Brandenburgh House

Brandenburgh House, Fulham Palace Road, September 2021.

Brandenburgh House is on the west side of Fulham Palace Road, opposite Charing Cross Hospital.

A period piece of architecture, a useful line when I don’t know what period – perhaps between the wars. It consists of small studio flats with a communal reception room and garden, aimed at students or short lets. They cost between £300 and £350 a week. 300 x 52 = greater than £20,000 a year; a bit of a stretch for a student. But as usual I digress. I wondered why it is called Brandenburgh House and the answer is it refers to another Brandenburgh House nearby that no longer exists.

Italianate, I guess? An earlier house, “The Great House”, was completely altered and modernised by Lord Melcombe in 1748. After his death in 1762 the house passed to a Mr Wyndham who sold it in 1798 to the Margrave of Brandenburgh-Anspach and Beyreuth. There is not much to say about him and too much to say about his wife, the Margravine, but she must wait.

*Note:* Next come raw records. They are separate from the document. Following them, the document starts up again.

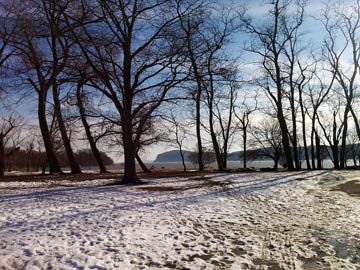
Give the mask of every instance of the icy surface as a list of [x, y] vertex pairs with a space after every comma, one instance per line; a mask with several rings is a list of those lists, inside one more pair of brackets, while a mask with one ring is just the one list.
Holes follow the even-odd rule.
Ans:
[[355, 177], [0, 183], [0, 269], [360, 269], [360, 201], [319, 185]]

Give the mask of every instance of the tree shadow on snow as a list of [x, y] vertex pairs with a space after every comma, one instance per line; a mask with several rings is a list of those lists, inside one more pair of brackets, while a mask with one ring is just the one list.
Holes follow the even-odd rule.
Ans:
[[[299, 176], [306, 175], [307, 171], [294, 172], [291, 174], [280, 174], [275, 177], [267, 178], [273, 175], [264, 175], [266, 178], [250, 179], [242, 181], [239, 178], [242, 174], [223, 175], [224, 178], [221, 181], [216, 181], [219, 184], [212, 185], [209, 188], [199, 188], [199, 192], [196, 194], [191, 189], [172, 189], [171, 186], [165, 188], [165, 190], [144, 191], [139, 190], [142, 186], [87, 186], [76, 188], [56, 188], [45, 191], [38, 191], [28, 194], [15, 194], [15, 195], [1, 195], [0, 206], [4, 209], [8, 203], [16, 203], [16, 207], [21, 207], [23, 204], [31, 204], [32, 202], [59, 204], [60, 213], [57, 216], [50, 216], [44, 218], [36, 218], [34, 220], [19, 220], [14, 222], [5, 222], [0, 225], [0, 231], [4, 229], [10, 229], [13, 227], [25, 226], [32, 231], [37, 230], [38, 227], [46, 227], [47, 223], [50, 224], [64, 224], [69, 221], [77, 220], [83, 216], [90, 216], [96, 214], [109, 213], [111, 215], [124, 214], [130, 211], [130, 213], [139, 213], [141, 211], [150, 211], [153, 207], [159, 207], [163, 205], [172, 206], [174, 209], [180, 209], [184, 206], [191, 206], [194, 204], [202, 203], [204, 200], [211, 198], [216, 200], [217, 197], [236, 195], [243, 196], [251, 194], [256, 191], [266, 190], [274, 186], [287, 185], [304, 178]], [[317, 174], [309, 175], [310, 178], [317, 177], [323, 174], [329, 173], [328, 171], [321, 171]], [[219, 177], [219, 175], [217, 176]], [[216, 177], [213, 177], [216, 178]], [[246, 177], [247, 178], [247, 177]], [[245, 178], [245, 179], [246, 179]], [[154, 182], [157, 183], [157, 182]], [[220, 185], [221, 183], [227, 183]], [[189, 192], [187, 192], [189, 191]], [[148, 195], [146, 195], [148, 194]], [[22, 201], [22, 202], [21, 202]], [[20, 205], [19, 205], [20, 203]], [[76, 209], [69, 206], [78, 206]], [[9, 209], [9, 211], [15, 209]], [[46, 207], [44, 207], [46, 210]], [[41, 210], [39, 210], [41, 211]]]

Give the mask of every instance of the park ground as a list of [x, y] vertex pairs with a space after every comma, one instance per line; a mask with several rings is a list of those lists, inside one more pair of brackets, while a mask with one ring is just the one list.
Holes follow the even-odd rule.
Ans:
[[112, 185], [115, 174], [8, 177], [0, 270], [357, 270], [358, 175], [192, 173], [138, 186]]

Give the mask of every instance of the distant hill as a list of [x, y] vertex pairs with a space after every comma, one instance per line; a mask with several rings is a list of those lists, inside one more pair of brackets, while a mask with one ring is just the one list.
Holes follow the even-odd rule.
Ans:
[[[327, 147], [327, 153], [330, 153], [330, 155], [332, 155], [331, 153], [331, 149], [329, 146]], [[348, 146], [350, 147], [350, 146]], [[360, 144], [356, 145], [357, 149], [360, 150]], [[258, 151], [257, 150], [248, 150], [248, 158], [251, 159], [251, 156], [253, 154], [254, 151]], [[310, 153], [310, 147], [308, 147], [308, 151], [309, 154]], [[188, 158], [188, 156], [190, 155], [191, 151], [183, 151], [185, 153], [185, 161], [186, 162], [190, 162], [190, 159]], [[348, 151], [347, 151], [348, 152]], [[305, 159], [304, 156], [304, 148], [303, 147], [299, 147], [299, 153], [302, 154], [302, 159]], [[326, 152], [325, 152], [326, 153]], [[215, 153], [213, 153], [215, 155]], [[358, 155], [360, 154], [360, 151], [358, 153]], [[243, 151], [236, 151], [236, 152], [232, 152], [228, 154], [228, 160], [229, 161], [239, 161], [242, 159], [243, 156]], [[311, 156], [310, 156], [311, 158]], [[327, 156], [325, 157], [325, 159], [330, 159], [331, 156], [329, 156], [329, 154], [327, 154]], [[348, 157], [350, 158], [350, 157]], [[257, 156], [256, 160], [270, 160], [270, 158], [266, 157], [266, 156]], [[154, 162], [181, 162], [181, 156], [180, 156], [180, 150], [171, 150], [171, 151], [167, 151], [164, 153], [159, 154], [156, 159], [154, 160]]]
[[[192, 152], [191, 151], [183, 151], [183, 152], [185, 154], [185, 161], [190, 162], [190, 159], [188, 157]], [[229, 153], [228, 160], [229, 161], [241, 160], [242, 153], [243, 151], [236, 151]], [[215, 153], [213, 152], [212, 154], [214, 155], [214, 159], [215, 159]], [[266, 159], [267, 158], [260, 158], [260, 157], [258, 158], [258, 160], [266, 160]], [[154, 162], [181, 162], [180, 150], [171, 150], [158, 154]]]
[[[191, 152], [184, 150], [183, 153], [185, 161], [190, 162], [188, 156]], [[158, 154], [154, 162], [181, 162], [180, 150], [172, 150]]]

The last resident was Queen Caroline of Brunswick, wife of George IV. She only lived there for a little over a year dying there in 1821. You may remember her funeral cortège in pouring rain sparked serious rioting in which two men were killed. George IV contrived to have the house demolished soon after her death and then it was redeveloped during the Industrial Revolution becoming docks, factories and a sugar refinery. Today it has been reinvented again as expensive flats dubbed Fulham Reach on the north bank of the river immediately downstream of Hammersmith Bridge.

Had Brandenburgh House survived it wouldn’t have eclipsed Chiswick House but it would have been a jewel in the borough’s crown, even if it had been converted into a hotel. I doubt it could have become student accommodation but with a Labour council you never know.

 

5 comments

  1. The gravestones of two of those killed during the Caroline riots are outside the east end of St Paul’s Church in Hammersmith: they are very legible, even from the pavement outside the church railings on the Broadway roundabout.

  2. Christopher,
    Initial research shows that the present Brandenburgh House was built in 1905 as a nurses’ home for Fulham Infirmary by Henry (Harry) Saxon Snell, son of Henry Saxon Snell to whom the Royal Victoria Hospital in Montreal is attributed.